9/09/2020

Os Tupinambás e a França Equinocial


Esse discurso foi registrado pelo missionário Claude d’Abbeville, em sua História da Missão dos Padres Capuchinhos na Ilha do Maranhão. Proferido diante de um grupo de franceses que, em missão diplomática, tratavam de estabelecer a aliança com os povos indígenas da região, teve um grande impacto sobre os presentes. A resposta que lhe deu o intérprete- embaixador dos franceses, Des Vaux, eventualmente permitiu que a aliança fosse selada e que os franceses instalassem, no Maranhão, a sua França Equinocial. A colônia foi conquistada pelos portugueses dois anos mais tarde. Sob o domínio dos peró, os Tupis da região tiveram o mesmo destino que os de Pernambuco, tal como o descreveu Momboré-uaçu. Alguns anos mais tarde, já não havia registro de nenhuma aldeia Tupi livre na costa da colônia do Brasil.

“Digo apenas simplesmente o que vi com meus olhos”

Registro do discurso de um chefe Tupinambá no século XVII Chefe Momboré-uaçu - Aldeia de Essauap, Maranhão - 1612

Vi a chegada dos peró [portugueses] em Pernambuco e Potiú; e começaram eles como vós, franceses, fazeis agora. De início, os peró não faziam senão traficar sem pretenderem fixar residência. Nessa época, dormiam livremente com as raparigas, o que nossos companheiros de Pernambuco reputavam grandemente honroso.

Mais tarde, disseram que nos devíamos acostumar a eles e que precisavam construir fortalezas, para se defenderem, e edificarem cidades para morarem conosco. E assim parecia que desejavam que constituíssemos uma só nação. Depois, começaram a dizer que não podiam tomar as raparigas sem mais aquela, que Deus somente lhes permitia possuí-las por meio do casamento e que eles não podiam casar sem que elas fossem batizadas. E para isso eram necessários paí [padres]. Mandaram vir os paí; e estes ergueram cruzes e principiaram a instruir os nossos e a batizá-los.

Mais tarde afirmaram que nem eles nem os paí podiam viver sem escravos para os servirem e por eles trabalharem. E, assim, se viram os nossos constrangidos a fornecer-lhos. Mas não satisfeitos com os escravos capturados na guerra, quiseram também os filhos dos nossos e acabaram escravizando toda a nação; e com tal tirania e crueldade a trataram, que os que ficaram livres foram, como nós, forçados a deixar a região.

Assim aconteceu com os franceses.
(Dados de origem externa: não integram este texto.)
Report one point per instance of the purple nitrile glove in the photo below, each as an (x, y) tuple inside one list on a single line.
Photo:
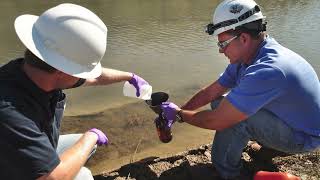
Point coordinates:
[(137, 82), (102, 138), (169, 111)]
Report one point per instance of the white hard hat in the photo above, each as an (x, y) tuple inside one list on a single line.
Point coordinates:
[(230, 14), (68, 37)]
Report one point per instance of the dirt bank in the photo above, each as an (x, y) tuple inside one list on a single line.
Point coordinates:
[(196, 164)]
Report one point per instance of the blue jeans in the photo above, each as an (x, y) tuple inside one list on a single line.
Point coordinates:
[(66, 141), (264, 127)]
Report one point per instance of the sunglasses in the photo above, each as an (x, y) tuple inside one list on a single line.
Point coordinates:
[(225, 43)]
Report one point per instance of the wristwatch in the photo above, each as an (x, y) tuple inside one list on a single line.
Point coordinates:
[(179, 116)]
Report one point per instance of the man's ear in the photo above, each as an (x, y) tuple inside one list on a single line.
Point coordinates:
[(245, 38)]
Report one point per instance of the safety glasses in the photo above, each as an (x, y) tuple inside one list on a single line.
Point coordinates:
[(225, 43)]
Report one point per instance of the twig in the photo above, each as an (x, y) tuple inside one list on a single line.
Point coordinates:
[(132, 157)]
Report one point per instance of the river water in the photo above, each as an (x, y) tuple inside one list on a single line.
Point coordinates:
[(164, 42)]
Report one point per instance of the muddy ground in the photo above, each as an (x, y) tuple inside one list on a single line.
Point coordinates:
[(196, 164), (132, 124)]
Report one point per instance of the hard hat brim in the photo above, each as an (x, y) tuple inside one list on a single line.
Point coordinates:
[(27, 33)]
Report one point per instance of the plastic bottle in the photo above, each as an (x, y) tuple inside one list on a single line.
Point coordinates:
[(164, 133), (265, 175), (130, 91)]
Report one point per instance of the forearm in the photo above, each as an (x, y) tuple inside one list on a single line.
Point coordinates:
[(73, 158), (203, 119), (204, 96), (224, 116), (109, 76)]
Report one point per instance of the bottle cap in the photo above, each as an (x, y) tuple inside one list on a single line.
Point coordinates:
[(130, 91)]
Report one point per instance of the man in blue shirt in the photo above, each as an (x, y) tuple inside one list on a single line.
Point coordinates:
[(273, 93), (64, 45)]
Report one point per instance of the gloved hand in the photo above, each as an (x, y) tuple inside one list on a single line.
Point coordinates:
[(102, 138), (137, 82), (169, 112)]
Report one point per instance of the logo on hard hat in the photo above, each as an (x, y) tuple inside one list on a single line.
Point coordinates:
[(236, 8)]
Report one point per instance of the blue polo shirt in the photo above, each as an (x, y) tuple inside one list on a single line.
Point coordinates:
[(280, 81)]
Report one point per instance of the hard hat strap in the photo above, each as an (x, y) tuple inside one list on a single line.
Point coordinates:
[(212, 27)]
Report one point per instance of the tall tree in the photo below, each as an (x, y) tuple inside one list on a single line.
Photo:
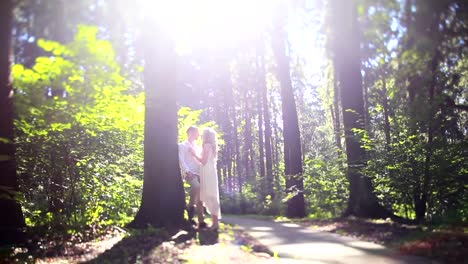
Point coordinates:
[(12, 219), (362, 200), (163, 199), (291, 134)]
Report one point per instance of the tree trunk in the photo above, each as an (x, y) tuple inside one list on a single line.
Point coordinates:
[(163, 200), (291, 134), (336, 111), (261, 145), (12, 220), (263, 102), (362, 201), (385, 106)]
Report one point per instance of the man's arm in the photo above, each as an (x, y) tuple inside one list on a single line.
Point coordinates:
[(182, 164)]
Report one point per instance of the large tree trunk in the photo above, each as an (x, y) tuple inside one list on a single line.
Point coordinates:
[(268, 170), (362, 201), (292, 140), (12, 220), (163, 199)]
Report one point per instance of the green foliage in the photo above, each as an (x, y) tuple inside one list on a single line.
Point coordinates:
[(79, 135)]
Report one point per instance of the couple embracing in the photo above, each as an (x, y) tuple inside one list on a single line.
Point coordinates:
[(199, 171)]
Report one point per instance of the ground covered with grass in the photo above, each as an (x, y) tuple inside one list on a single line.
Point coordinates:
[(117, 245)]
Da primeira vez que viestes aqui, vós o fizestes somente para traficar. Como os peró, não recusáveis tomar nossas filhas e nós nos julgávamos felizes quando elas tinham filhos. Nesta época, não faláveis em aqui vos fixar. Apenas vos contentáveis com visitar-nos uma vez por ano, permanecendo entre nós somente quatro ou cinco luas. Regressáveis então a vosso país, levando os nossos gêneros para trocá-los com aquilo de que carecíamos. Agora já nos falais de vos estabelecerdes aqui, de construirdes fortalezas para defender-vos contra os vossos inimigos. Para isso, trouxestes um Morubixaba e vários paí. Em verdade, estamos satisfeitos, mas os peró fizeram o mesmo.
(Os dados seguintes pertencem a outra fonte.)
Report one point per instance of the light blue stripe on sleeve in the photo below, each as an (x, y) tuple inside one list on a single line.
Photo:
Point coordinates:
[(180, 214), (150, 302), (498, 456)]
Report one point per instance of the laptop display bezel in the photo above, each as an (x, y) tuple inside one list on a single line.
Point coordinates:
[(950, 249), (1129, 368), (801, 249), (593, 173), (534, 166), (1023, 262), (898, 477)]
Depois da chegada dos paí, plantastes cruzes como os peró. Começais agora a instruir e batizar tal qual eles fizeram; dizeis que não podeis tomar nossas filhas senão por esposas e após terem sido batizadas. O mesmo diziam os peró. Como estes, vós não queríeis escravos, a princípio; agora os pedis e quereis como eles no fim. Não creio, entretanto, que tenhais o mesmo fito que os peró; aliás, isso não me atemoriza, pois velho como estou nada mais temo. Digo apenas simplesmente o que vi com meus olhos.